Варвара замолкла. На секунду растерялась, а потом машинально вновь сосредоточилась на разговоре. Варвара увидела – в детском личике Трухова проглядывали грубые мужицкие черты. Такой Валя ей понравился.
– Наверное, есть какие-то святыни, о которых нельзя говорить легкомысленно. Они могут звучать пафосно, но это то, что скрепляет наше общество, помогает жить дальше и строить честную, справедливую страну.
«Надо запомнить: скрепляет наше общество, помогает строить честную, справедливую страну, – подумала Варвара, – сказать на каком-нибудь мероприятии».
– Ты поможешь мне? Это очень важно для меня.
– Помочь как?
– У нас хромает приём. У каждого волонтёра задание – привести в организацию друга. Так устроена система – привёл в организацию друга, тебе плюсик за активность. Главное проявлять активность!
– И скольких ты уже привела?
– Ну, да, ты не первый. Но у тебя есть фотоаппарат, и ты хорошо фотографируешь. А в городском комитете нужен фотограф и руководитель пресс-службы по совместительству.
– Я должен чем-то руководить?
– Руководить всем буду я.
– А если человек не хочет к вам вступать?
– Хочет. Я по глазам вижу, что хочет. Вижу, как ты на меня смотришь.
Валя смутился. Неужели он выдал себя?
– Вступи в организацию, пофотографируй несколько мероприятий, прояви себя как активист, потом тебя изберут в городской комитет, и ты за меня проголосуешь.

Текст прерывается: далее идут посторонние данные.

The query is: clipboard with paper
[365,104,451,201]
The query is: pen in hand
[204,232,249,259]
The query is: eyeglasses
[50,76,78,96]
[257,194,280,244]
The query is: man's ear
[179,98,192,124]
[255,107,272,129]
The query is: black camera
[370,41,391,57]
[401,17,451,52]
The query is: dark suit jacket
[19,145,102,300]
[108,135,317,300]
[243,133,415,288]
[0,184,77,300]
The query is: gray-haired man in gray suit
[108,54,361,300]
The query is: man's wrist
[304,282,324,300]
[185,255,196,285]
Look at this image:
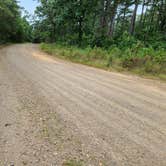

– А других людей нельзя найти? Я не совсем понимаю, зачем вести человека со стороны, если можно договориться со своими.
– А если нельзя? Это как в политике, есть две противоборствующие силы. Я прошу тебя встать на мою сторону.
– Ладно, обещаю помочь, – улыбнулся Валя. Он и не сильно задумывался над ответом.
– Чем у тебя родители занимаются? – спросила Варвара.
– Отец врач, но он в Одессе живёт.
– Ездишь к нему? – Валя услышал, как в голосе Варвары дрогнуло сопереживание.
– До референдума постоянно ездил. А теперь даже не знаю что там с этой границей. Люди ездят, но мне как-то стрёмно. И реже мы стали созваниваться что ли.
«Зачем я ей это сказал? Жалость к себе вызвать? А, может, и правда хочется поделиться?», – встревожился Валя.
– Мы как-то с ним на охоту ездили под Одессу.
– Ого, на охоту. Это так по-мужски.
– Охотились на фазанов. Отец учил меня стрелять, правильно целиться, спускать курок. Помню потом звон сильный стоял в ушах. Отдача била в плечо, и плечо побаливало.
В тот день Валю подстёгивал порыв безудержной смелости, и лишала всех мыслей олимпийская жажда борьбы – вперёд бить фазанов. Но стоило Вале увидеть убитых им зверюшек, как кровожадность забурлила в его душе. Он ужаснулся этому чувству, ужаснулся себе самому. Ночью он плакал безутешно. На всхлипы пришёл отец и долго успокаивал сына, и они заснули в обнимку, и никакие ужасы Валю ночью не тревожили.
– Тогда у меня было такое ощущение, не знаю…
– Что ты сопричастен с чем-то.
– Да. Да, как ты сказала – сопричастен.
– С чем-то таким далёким, но родным. Как будто ты когда-то в детстве так же с отцом охотился.
– Да. Это очень точно. Как будто это уже было в детстве. Родное такое.
– А здесь, в Крыму, ты ощущаешь сопричастность с чем-то подобным?